Forbes on What It Takes to Be Inspiring
Our project for McAfee's Privacy Policy microsite comes to mind here. The wild idea of a Privacy Ninja almost didn't make it into our presentation. But the McAfee team got so excited about it that we were able to create a full concept around the spark. The concept is still strong on the McAfee Privacy & Security team, who proudly wear the Ninja on their tees.
Pattern Recognition
Smart, pragmatic designers design systems for solving existing and new problems. And they start with information design — finding patterns in seemingly disparate parts of a product. They define taxonomies and content architectures, which help them be efficient in wireframing and interaction design.
To shape stories and ideas into products, designers must identify elements that make up the solution as a system of patterns, not independent pieces. It's more Lego than jigsaw. One-off solutions aren't helpful because they don't prepare teams to solve new problems that arise as the product evolves.

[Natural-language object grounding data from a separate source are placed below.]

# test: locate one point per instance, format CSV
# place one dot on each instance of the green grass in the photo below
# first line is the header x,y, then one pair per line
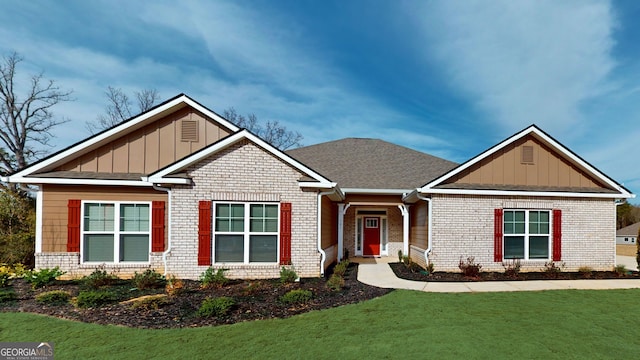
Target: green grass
x,y
551,324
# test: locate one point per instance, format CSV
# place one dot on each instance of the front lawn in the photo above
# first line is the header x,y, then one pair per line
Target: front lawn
x,y
550,324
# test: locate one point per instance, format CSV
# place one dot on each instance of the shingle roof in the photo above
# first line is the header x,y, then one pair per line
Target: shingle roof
x,y
631,230
371,164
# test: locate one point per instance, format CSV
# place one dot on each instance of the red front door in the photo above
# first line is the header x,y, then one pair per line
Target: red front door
x,y
371,246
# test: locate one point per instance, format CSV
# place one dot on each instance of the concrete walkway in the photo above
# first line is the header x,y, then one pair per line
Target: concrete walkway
x,y
377,272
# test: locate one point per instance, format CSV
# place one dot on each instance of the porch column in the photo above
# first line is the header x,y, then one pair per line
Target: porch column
x,y
404,209
340,231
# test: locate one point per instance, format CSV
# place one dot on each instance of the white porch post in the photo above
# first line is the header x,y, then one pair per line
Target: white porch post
x,y
341,211
404,209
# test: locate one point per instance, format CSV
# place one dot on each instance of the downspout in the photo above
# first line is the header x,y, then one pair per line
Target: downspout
x,y
166,252
319,216
429,212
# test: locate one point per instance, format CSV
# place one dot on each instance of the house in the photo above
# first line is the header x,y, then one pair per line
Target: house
x,y
628,235
179,188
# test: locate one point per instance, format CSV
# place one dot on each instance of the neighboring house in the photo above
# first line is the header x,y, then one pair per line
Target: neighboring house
x,y
179,188
628,235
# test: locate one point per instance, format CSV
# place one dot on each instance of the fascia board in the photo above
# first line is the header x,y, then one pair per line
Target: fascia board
x,y
126,125
244,134
546,138
524,193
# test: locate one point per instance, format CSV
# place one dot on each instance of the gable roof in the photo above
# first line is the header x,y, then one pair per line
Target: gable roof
x,y
631,230
358,164
613,189
27,175
171,173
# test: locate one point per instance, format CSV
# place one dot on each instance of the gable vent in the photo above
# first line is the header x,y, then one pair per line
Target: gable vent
x,y
189,130
527,154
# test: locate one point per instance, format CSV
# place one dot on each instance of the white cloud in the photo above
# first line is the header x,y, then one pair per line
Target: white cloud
x,y
524,62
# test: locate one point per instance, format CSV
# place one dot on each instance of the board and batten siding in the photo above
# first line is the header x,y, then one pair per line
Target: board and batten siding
x,y
151,147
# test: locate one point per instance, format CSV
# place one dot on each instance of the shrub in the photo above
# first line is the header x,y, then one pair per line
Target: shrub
x,y
219,306
7,296
99,278
341,267
149,279
287,276
214,278
430,267
55,297
297,296
42,277
552,270
174,286
512,268
95,298
585,271
335,282
469,267
151,302
620,270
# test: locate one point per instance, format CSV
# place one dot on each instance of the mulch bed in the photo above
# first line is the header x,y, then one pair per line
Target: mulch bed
x,y
418,274
256,300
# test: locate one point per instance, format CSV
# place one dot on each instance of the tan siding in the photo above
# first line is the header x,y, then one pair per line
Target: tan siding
x,y
149,148
506,168
54,207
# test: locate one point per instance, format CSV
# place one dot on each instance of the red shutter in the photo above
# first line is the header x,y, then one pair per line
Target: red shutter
x,y
157,226
497,235
73,226
557,235
285,233
204,233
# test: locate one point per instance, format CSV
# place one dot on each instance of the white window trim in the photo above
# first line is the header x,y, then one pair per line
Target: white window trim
x,y
246,234
116,231
527,235
384,233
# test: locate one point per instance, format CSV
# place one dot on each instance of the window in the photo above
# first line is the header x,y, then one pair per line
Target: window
x,y
526,234
116,232
246,233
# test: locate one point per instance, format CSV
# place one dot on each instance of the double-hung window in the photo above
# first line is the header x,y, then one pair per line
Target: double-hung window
x,y
115,232
526,234
246,233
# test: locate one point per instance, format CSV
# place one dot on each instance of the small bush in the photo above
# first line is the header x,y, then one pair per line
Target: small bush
x,y
55,297
42,277
99,278
152,302
287,276
341,267
512,268
552,270
174,286
213,278
7,296
620,270
149,279
470,268
585,271
335,282
95,298
219,306
297,296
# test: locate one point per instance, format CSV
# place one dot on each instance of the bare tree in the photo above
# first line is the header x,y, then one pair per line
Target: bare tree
x,y
119,105
25,118
272,131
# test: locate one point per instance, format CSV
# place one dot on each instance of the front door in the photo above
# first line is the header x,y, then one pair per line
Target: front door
x,y
371,246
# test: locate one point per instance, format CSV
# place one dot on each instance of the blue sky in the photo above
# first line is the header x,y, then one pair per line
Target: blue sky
x,y
450,78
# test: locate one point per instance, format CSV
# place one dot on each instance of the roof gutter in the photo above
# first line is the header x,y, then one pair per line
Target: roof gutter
x,y
168,250
323,254
429,232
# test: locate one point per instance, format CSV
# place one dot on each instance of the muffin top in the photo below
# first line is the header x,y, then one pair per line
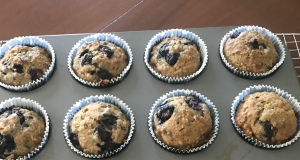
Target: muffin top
x,y
182,122
21,65
175,57
98,127
250,51
99,61
267,117
21,131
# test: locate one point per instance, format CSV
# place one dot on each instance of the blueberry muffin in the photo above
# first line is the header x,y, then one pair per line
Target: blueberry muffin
x,y
175,57
99,62
21,65
98,128
182,122
266,117
250,51
21,131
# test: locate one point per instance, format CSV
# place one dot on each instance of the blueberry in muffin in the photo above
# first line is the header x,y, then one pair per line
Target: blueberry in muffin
x,y
175,57
99,61
98,128
22,64
182,122
250,51
266,117
21,131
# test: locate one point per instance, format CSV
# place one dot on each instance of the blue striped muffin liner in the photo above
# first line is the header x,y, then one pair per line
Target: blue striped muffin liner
x,y
33,106
182,34
103,98
101,37
32,41
213,112
265,88
250,75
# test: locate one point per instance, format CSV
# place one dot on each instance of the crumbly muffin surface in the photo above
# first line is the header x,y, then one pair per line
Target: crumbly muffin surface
x,y
21,65
175,57
99,61
250,51
182,122
21,131
267,117
98,128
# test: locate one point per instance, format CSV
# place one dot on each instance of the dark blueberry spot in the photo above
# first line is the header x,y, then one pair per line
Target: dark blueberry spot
x,y
172,58
164,50
109,121
18,113
190,43
254,44
28,45
164,112
84,52
235,34
28,117
18,68
6,64
106,124
263,45
104,74
104,135
7,143
195,104
74,138
36,74
87,58
93,72
269,130
106,50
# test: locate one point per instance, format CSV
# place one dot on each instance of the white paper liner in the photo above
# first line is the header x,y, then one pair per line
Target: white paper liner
x,y
33,41
104,98
250,75
265,88
182,34
101,37
33,106
210,105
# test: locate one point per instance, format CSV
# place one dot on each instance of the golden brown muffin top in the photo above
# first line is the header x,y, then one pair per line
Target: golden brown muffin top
x,y
99,127
182,122
23,64
251,51
267,117
175,57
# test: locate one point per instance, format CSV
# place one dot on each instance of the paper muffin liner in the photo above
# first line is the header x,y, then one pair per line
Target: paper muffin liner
x,y
103,98
33,106
182,34
265,88
250,75
213,112
32,41
101,37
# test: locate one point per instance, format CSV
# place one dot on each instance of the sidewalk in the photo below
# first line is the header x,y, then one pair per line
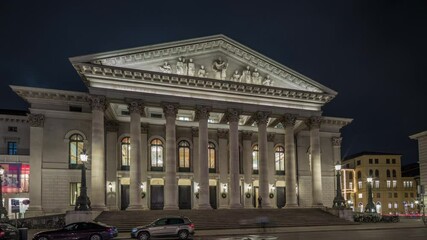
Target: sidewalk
x,y
404,223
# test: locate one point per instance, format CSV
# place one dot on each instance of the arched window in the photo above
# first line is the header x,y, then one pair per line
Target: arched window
x,y
255,159
279,158
184,156
212,157
377,173
76,146
125,147
156,151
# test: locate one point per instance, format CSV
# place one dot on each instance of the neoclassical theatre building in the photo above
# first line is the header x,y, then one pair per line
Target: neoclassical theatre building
x,y
203,123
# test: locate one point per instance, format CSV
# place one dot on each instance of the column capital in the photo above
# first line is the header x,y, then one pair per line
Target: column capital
x,y
232,115
112,126
36,120
202,112
336,141
314,122
289,119
98,102
261,117
222,133
136,106
170,109
247,135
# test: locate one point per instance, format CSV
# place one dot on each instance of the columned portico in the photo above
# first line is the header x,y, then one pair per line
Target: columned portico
x,y
136,109
171,184
261,119
36,122
233,120
314,124
98,104
290,161
202,115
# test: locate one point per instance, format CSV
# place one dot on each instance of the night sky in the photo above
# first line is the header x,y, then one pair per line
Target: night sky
x,y
373,53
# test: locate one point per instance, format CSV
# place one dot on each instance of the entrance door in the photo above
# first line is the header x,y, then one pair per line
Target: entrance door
x,y
157,199
281,196
124,200
212,196
184,193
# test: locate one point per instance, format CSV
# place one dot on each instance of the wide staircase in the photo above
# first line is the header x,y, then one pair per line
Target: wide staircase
x,y
225,218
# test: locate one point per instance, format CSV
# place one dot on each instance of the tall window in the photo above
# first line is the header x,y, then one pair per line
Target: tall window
x,y
125,153
212,157
74,192
279,157
156,149
184,156
255,159
12,148
76,147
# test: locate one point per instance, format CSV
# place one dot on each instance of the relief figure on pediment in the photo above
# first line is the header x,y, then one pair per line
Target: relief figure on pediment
x,y
191,67
202,72
236,76
181,67
220,68
246,75
256,78
166,68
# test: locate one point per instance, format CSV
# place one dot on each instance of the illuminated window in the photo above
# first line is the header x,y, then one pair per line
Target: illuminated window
x,y
184,156
156,149
279,158
75,147
125,153
74,192
255,158
212,157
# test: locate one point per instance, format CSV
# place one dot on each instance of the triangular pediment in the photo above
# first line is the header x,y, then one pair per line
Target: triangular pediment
x,y
216,57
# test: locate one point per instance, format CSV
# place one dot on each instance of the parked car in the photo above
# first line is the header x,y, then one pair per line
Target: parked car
x,y
8,231
173,226
80,230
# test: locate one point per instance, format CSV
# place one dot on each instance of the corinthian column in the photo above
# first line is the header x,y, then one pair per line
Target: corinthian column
x,y
261,119
290,161
36,122
232,116
171,185
314,124
136,109
202,114
98,105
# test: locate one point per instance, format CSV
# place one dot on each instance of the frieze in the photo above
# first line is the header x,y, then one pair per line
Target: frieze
x,y
36,120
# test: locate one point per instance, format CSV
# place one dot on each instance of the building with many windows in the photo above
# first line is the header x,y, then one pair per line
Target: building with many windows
x,y
203,123
392,193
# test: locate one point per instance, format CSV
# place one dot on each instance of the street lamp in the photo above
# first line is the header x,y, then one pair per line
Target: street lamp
x,y
370,207
339,201
3,211
83,202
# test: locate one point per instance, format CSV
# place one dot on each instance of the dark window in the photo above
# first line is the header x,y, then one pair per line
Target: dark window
x,y
12,148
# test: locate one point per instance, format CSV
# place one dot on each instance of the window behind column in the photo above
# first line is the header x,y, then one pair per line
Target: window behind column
x,y
279,158
156,153
125,148
184,156
255,159
212,157
76,146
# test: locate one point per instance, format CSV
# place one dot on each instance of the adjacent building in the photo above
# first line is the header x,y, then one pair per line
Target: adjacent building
x,y
392,193
203,123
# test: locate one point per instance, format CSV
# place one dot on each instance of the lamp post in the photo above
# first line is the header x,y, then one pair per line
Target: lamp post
x,y
83,202
339,201
3,211
370,207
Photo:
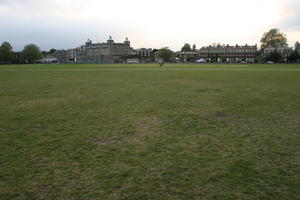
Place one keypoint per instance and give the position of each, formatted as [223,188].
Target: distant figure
[161,63]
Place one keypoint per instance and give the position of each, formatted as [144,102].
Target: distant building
[109,52]
[228,54]
[284,51]
[143,54]
[61,55]
[189,56]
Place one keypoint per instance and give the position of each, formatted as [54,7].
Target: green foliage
[294,57]
[194,47]
[165,53]
[186,47]
[31,53]
[51,51]
[273,38]
[6,53]
[275,57]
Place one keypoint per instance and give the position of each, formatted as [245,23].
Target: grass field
[141,132]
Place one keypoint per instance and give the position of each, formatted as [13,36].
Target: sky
[64,24]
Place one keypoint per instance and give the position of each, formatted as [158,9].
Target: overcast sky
[64,24]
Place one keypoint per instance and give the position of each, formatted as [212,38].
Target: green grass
[142,132]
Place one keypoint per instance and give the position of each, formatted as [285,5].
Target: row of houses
[111,52]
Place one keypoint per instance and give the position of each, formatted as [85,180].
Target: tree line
[273,38]
[30,54]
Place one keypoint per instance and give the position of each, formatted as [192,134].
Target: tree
[273,38]
[194,47]
[165,53]
[6,53]
[186,47]
[275,57]
[51,51]
[294,57]
[297,46]
[31,53]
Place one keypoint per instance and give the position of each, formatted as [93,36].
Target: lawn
[141,132]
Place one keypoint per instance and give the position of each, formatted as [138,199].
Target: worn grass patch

Designers who see patterns in interfaces they design are able to produce more work in shorter timeframes simply because they look for ways to simplify the pattern set to a minimum. An efficient designer will find ways to reuse patterns, which then speeds up development later on. For example, a product gallery page becomes the team page, a product details page becomes the CEO's bio, and so on.
Meticulousness
Just being able to come up with answers isn't enough in design. Part of having an awesome answer is its completeness. Meticulous designers are thorough in the way they solve problems. And it runs through all applications of design skills. In prototyping, it's fleshing out complete workflows. No gaps, no holes, no missing interaction states or forgotten edge cases. In visual design, it's anticipating how one design decision affects another and plain ol' good graphic design skills — kerning and all. In code, it's practicing to write clean code and thoroughly testing it in QA.
One might think that being detail-oriented is the obvious trait in a great designer. But being thorough is part personality, part learned work ethic. Those who take great pride in their work, are likely to notice the small details — be it proper code indentation or vertical rhythm in a visual composition. But in certain cases, nitpicking prevents products from getting shipped. Great designers know that pixels can always we tweaked, and it takes restraint to know when the tweaks are just not worth it.
Tenacity
Designers don't always have the right answer (see Empathy). Everyone hates to be wrong. Designers don't let their failures stop them from pushing forward. When their work is torn to pieces in a client meeting, or their code falls apart on a tablet, designers must be able to pick themselves up and tackle the problem again. And again. Until it's solved.
I have not failed. I've just found 10,000 ways that won't work.
— Thomas A. Edison
We can argue that tenacity is the most important trait for a great designer. And if they're ambitious, they'll be willing to go to great lengths and endure many trials for the chance at greatness.
The Litmus Test
When we look at the product designers who inspire us — the ones we want to work with — they embody these six traits. Their ambition drives their passion. They know when to keep pushing and when to stop. They're good at thinking through problems. They also practice the skills and methods of product design that make them damn good technicians.
Every designer has particular strengths that make them unique. Consider it a Litmus Test for a designer's success. Ultimately, for a product designer to be successful, they need to be able to utilize these traits at the right time in a system that embraces their strengths.
No, designers aren't magical creatures. They're passionate people who use their personality traits to help them practice creativity and logic and solve really tough problems through design.